1.  **Command-line Arguments:** Highest priority (e.g., `--onnx-model-path-arg`, `--onnx-tokenizer-dir-arg`).
2.  **Environment Variables:** Second priority.
3.  **Configuration File (`config.toml`):** Lowest priority.

### Environment Variables

-   `QDRANT_URL`: URL of the Qdrant gRPC endpoint (e.g., `http://localhost:6333`). Defaults to `http://localhost:6333` if not set.
-   `QDRANT_API_KEY`: API key for Qdrant authentication (optional).
-   `VECTORDB_ONNX_MODEL`: Full path to the `.onnx` model file.
-   `VECTORDB_ONNX_TOKENIZER_DIR`: Full path to the directory containing the `tokenizer.json` file.

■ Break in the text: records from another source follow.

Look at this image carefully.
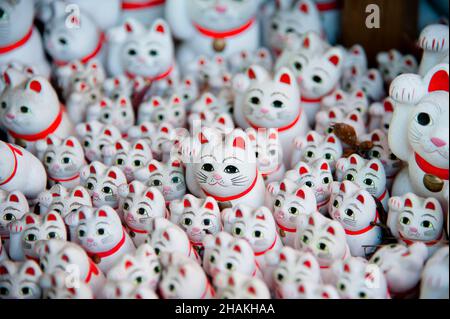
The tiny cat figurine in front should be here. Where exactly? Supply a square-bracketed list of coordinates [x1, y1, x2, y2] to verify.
[36, 135, 86, 188]
[118, 181, 167, 247]
[389, 64, 449, 205]
[336, 154, 389, 211]
[159, 253, 215, 299]
[44, 1, 106, 66]
[239, 65, 309, 165]
[66, 206, 136, 273]
[8, 211, 67, 261]
[102, 139, 153, 182]
[332, 257, 391, 299]
[0, 69, 73, 153]
[108, 244, 162, 290]
[328, 180, 382, 257]
[35, 239, 105, 297]
[296, 212, 351, 284]
[0, 260, 42, 299]
[387, 193, 445, 256]
[246, 127, 286, 183]
[80, 162, 127, 208]
[222, 204, 283, 269]
[203, 232, 261, 279]
[266, 247, 322, 299]
[369, 242, 428, 297]
[0, 1, 50, 77]
[165, 0, 261, 73]
[134, 157, 186, 202]
[0, 141, 47, 200]
[169, 194, 222, 252]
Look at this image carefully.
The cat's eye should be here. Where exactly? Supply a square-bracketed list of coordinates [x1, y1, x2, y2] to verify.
[202, 163, 214, 172]
[224, 165, 239, 174]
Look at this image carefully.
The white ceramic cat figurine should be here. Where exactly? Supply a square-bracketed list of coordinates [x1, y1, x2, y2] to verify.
[222, 204, 283, 269]
[159, 253, 215, 299]
[119, 181, 167, 247]
[328, 180, 382, 257]
[203, 232, 261, 278]
[165, 0, 261, 73]
[66, 206, 136, 273]
[369, 242, 428, 297]
[296, 212, 351, 284]
[35, 239, 105, 298]
[389, 64, 449, 204]
[0, 141, 47, 200]
[0, 260, 42, 299]
[8, 211, 67, 261]
[0, 70, 73, 153]
[36, 135, 86, 188]
[387, 193, 445, 256]
[245, 127, 286, 183]
[80, 162, 127, 208]
[169, 194, 222, 251]
[0, 1, 50, 76]
[336, 154, 389, 211]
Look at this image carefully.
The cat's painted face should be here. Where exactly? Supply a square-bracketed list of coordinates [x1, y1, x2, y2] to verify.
[0, 260, 42, 299]
[80, 162, 127, 208]
[243, 66, 299, 128]
[86, 96, 134, 133]
[408, 91, 449, 167]
[186, 0, 260, 31]
[121, 19, 174, 77]
[203, 232, 257, 278]
[76, 206, 124, 253]
[119, 181, 166, 230]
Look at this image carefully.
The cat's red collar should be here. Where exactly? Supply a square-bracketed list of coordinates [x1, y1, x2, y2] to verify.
[122, 0, 166, 10]
[86, 229, 126, 259]
[194, 18, 256, 39]
[0, 26, 33, 55]
[414, 153, 448, 181]
[8, 105, 64, 142]
[202, 170, 259, 202]
[0, 143, 23, 186]
[53, 32, 106, 66]
[345, 210, 380, 236]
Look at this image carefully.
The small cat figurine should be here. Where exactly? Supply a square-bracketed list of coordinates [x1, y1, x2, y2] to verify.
[102, 139, 153, 182]
[333, 257, 391, 299]
[328, 180, 382, 257]
[246, 127, 286, 183]
[66, 205, 136, 273]
[222, 204, 283, 269]
[369, 242, 428, 297]
[203, 232, 261, 278]
[266, 247, 322, 299]
[0, 260, 42, 299]
[35, 239, 106, 297]
[387, 193, 445, 256]
[169, 194, 222, 251]
[159, 252, 215, 299]
[80, 161, 127, 208]
[108, 244, 162, 290]
[76, 121, 122, 162]
[336, 154, 389, 211]
[291, 131, 343, 172]
[118, 181, 167, 247]
[296, 212, 351, 284]
[134, 157, 186, 202]
[86, 96, 134, 134]
[8, 211, 67, 261]
[0, 69, 73, 153]
[36, 135, 86, 188]
[0, 141, 47, 200]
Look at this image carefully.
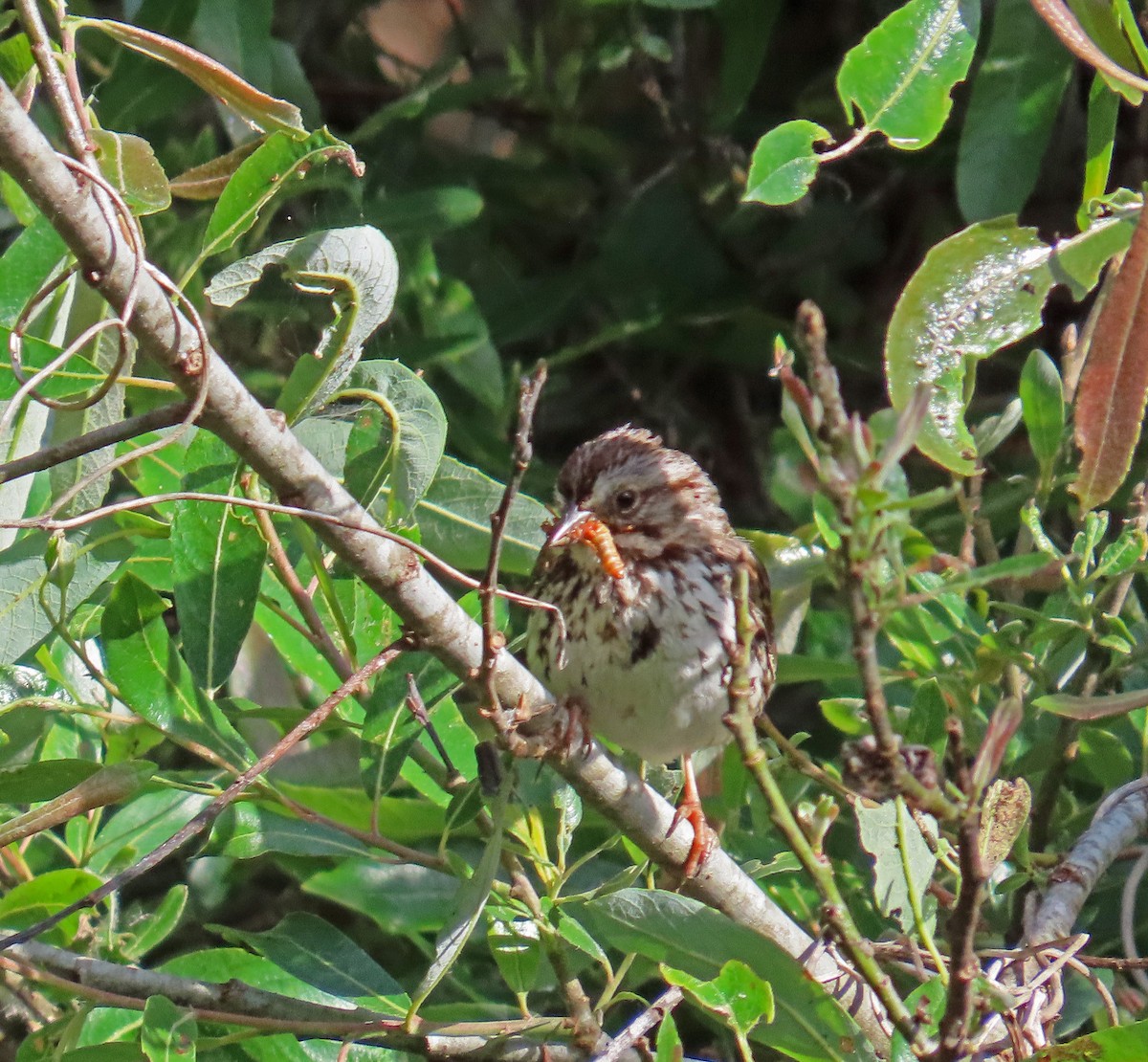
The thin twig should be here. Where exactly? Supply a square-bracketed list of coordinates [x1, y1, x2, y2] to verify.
[0, 402, 191, 483]
[595, 985, 682, 1062]
[0, 490, 558, 612]
[478, 362, 546, 729]
[0, 641, 407, 952]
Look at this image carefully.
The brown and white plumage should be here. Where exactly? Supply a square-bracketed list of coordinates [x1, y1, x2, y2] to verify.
[528, 427, 775, 873]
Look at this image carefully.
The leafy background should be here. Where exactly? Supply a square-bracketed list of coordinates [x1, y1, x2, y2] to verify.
[7, 0, 1146, 1060]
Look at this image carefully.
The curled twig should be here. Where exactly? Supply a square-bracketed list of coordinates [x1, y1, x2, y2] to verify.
[0, 641, 407, 952]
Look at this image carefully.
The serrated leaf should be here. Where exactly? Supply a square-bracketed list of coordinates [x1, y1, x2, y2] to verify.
[885, 207, 1132, 476]
[408, 779, 511, 1015]
[344, 361, 447, 522]
[957, 0, 1070, 222]
[1070, 204, 1148, 510]
[1021, 350, 1064, 475]
[414, 457, 550, 575]
[741, 120, 832, 207]
[200, 128, 355, 262]
[171, 431, 268, 690]
[854, 799, 937, 932]
[219, 912, 409, 1016]
[69, 18, 305, 138]
[837, 0, 981, 150]
[206, 225, 398, 421]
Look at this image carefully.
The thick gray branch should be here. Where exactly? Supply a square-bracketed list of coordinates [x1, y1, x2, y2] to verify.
[0, 82, 889, 1052]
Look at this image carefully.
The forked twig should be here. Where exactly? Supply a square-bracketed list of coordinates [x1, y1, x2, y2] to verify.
[0, 641, 407, 952]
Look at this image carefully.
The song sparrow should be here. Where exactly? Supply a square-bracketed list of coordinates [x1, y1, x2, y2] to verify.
[528, 427, 776, 876]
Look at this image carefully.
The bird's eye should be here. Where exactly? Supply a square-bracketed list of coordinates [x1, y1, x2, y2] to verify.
[614, 490, 638, 513]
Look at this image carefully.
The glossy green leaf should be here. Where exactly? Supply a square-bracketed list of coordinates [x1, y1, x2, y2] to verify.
[1032, 690, 1148, 722]
[742, 120, 832, 207]
[92, 128, 171, 214]
[344, 361, 447, 522]
[854, 799, 937, 934]
[0, 760, 99, 804]
[200, 130, 357, 262]
[1070, 199, 1148, 510]
[70, 18, 305, 138]
[837, 0, 981, 150]
[0, 528, 131, 662]
[303, 859, 458, 935]
[1021, 350, 1064, 476]
[364, 188, 483, 240]
[122, 885, 188, 962]
[408, 779, 511, 1015]
[140, 995, 199, 1062]
[0, 867, 103, 943]
[487, 907, 541, 997]
[662, 959, 776, 1037]
[957, 0, 1074, 222]
[102, 575, 254, 768]
[414, 457, 550, 575]
[171, 431, 268, 689]
[207, 227, 398, 421]
[220, 912, 409, 1016]
[1033, 1022, 1148, 1062]
[570, 889, 872, 1062]
[209, 803, 366, 859]
[885, 207, 1135, 476]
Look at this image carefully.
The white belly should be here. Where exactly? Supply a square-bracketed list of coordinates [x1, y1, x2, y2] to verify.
[537, 562, 762, 763]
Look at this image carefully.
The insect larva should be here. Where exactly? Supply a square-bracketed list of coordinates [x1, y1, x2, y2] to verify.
[580, 517, 626, 579]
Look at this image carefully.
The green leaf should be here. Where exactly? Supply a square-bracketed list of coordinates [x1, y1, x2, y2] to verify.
[303, 859, 458, 936]
[885, 207, 1135, 476]
[344, 361, 447, 522]
[414, 457, 550, 575]
[209, 803, 366, 859]
[487, 907, 541, 995]
[1069, 202, 1148, 511]
[0, 533, 131, 662]
[69, 18, 305, 137]
[206, 227, 398, 423]
[742, 120, 832, 207]
[101, 574, 254, 769]
[121, 885, 188, 962]
[1021, 350, 1064, 476]
[0, 760, 99, 804]
[957, 0, 1070, 222]
[408, 775, 511, 1016]
[662, 959, 775, 1037]
[710, 0, 782, 131]
[140, 995, 199, 1062]
[837, 0, 981, 150]
[854, 799, 937, 934]
[1032, 690, 1148, 722]
[91, 128, 171, 214]
[171, 431, 268, 689]
[0, 868, 103, 943]
[578, 889, 872, 1062]
[199, 128, 355, 262]
[1033, 1022, 1148, 1062]
[218, 912, 409, 1017]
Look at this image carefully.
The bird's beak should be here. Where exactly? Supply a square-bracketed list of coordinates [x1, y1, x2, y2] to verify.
[546, 501, 592, 546]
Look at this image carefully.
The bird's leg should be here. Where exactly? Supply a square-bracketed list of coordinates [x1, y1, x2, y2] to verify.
[666, 756, 718, 877]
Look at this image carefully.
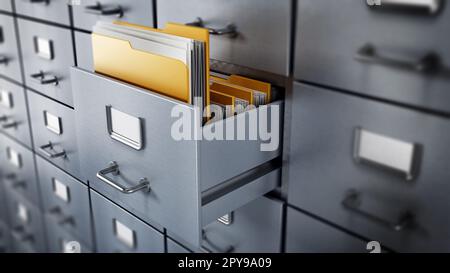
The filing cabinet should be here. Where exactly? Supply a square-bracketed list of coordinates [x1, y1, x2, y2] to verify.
[0, 79, 32, 149]
[27, 91, 80, 177]
[294, 0, 450, 112]
[14, 0, 70, 26]
[6, 186, 46, 252]
[288, 84, 450, 252]
[75, 31, 94, 71]
[19, 18, 75, 106]
[0, 14, 22, 82]
[0, 133, 40, 205]
[71, 68, 283, 246]
[36, 156, 93, 246]
[0, 0, 12, 12]
[0, 219, 10, 253]
[91, 191, 164, 253]
[156, 0, 292, 76]
[168, 197, 283, 253]
[72, 0, 153, 31]
[286, 208, 368, 253]
[45, 215, 92, 253]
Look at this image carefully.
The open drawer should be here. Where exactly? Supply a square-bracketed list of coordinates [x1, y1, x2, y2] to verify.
[71, 68, 283, 246]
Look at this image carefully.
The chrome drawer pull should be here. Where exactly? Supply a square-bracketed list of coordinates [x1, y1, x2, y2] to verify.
[200, 231, 235, 253]
[30, 71, 59, 85]
[0, 55, 9, 65]
[186, 17, 238, 38]
[39, 142, 66, 158]
[355, 44, 441, 73]
[342, 190, 414, 232]
[97, 161, 150, 194]
[84, 2, 123, 17]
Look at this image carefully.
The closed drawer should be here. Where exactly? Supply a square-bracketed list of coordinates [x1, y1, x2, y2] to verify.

### Configuration File (`config.toml`)

The tool looks for a `config.toml` file in the XDG configuration directory:

*   **Linux/macOS:** `~/.config/vectordb-cli/config.toml`

**Example `config.toml`:**

```toml
# URL for the Qdrant gRPC endpoint
qdrant_url = "http://localhost:6334"

# --- Optional: Qdrant API Key ---
# api_key = "your_qdrant_api_key"

# --- Optional: ONNX Model Configuration ---
# These are only needed if not provided via args or env vars.

# Path to the ONNX model file
onnx_model_path = "/path/to/your/model.onnx"

# Path to the directory containing tokenizer.json
# Note: Key name is `onnx_tokenizer_path`
onnx_tokenizer_path = "/path/to/your/tokenizer_directory"

# --- Repository Management ---
# The active repository (used by default for commands like sync, query)
# Set via `repo use <name>`
active_repository = "my-project"

# List of managed repositories
[[repositories]]
name = "my-project"
# Local path where the repository was cloned
local_path = "/home/user/dev/my-project"
# Branches tracked by `repo sync`
tracked_branches = ["main", "develop"]
# The branch currently checked out locally
active_branch = "main" # Updated automatically by `repo use-branch`
# Last commit hash synced for each tracked branch
# Updated automatically by `repo sync`
[repositories.last_synced_commits]
main = "a1b2c3d4e5f6..."
develop = "f6e5d4c3b2a1..."

[[repositories]]
name = "another-repo"
local_path = "/home/user/dev/another-repo"
tracked_branches = ["release-v1"]
active_branch = "release-v1"
[repositories.last_synced_commits]
release-v1 = "deadbeef..."

# ... other repositories ...
```

**Note:** You *must* provide the ONNX model and tokenizer paths via one of these methods (arguments, environment variables, or config file) for commands like `index`, `query`, and `repo sync` to work. The `repositories` section is managed automatically by the `repo` subcommands.

## Usage (CLI)

This section focuses on the `vectordb-cli` command-line tool.

### Global Options

These options can be used with most commands:

-   `-m, --onnx-model <PATH>`: Path to the ONNX model file (overrides config & env var).
-   `-t, --onnx-tokenizer-dir <PATH>`: Path to the ONNX tokenizer directory (overrides config & env var).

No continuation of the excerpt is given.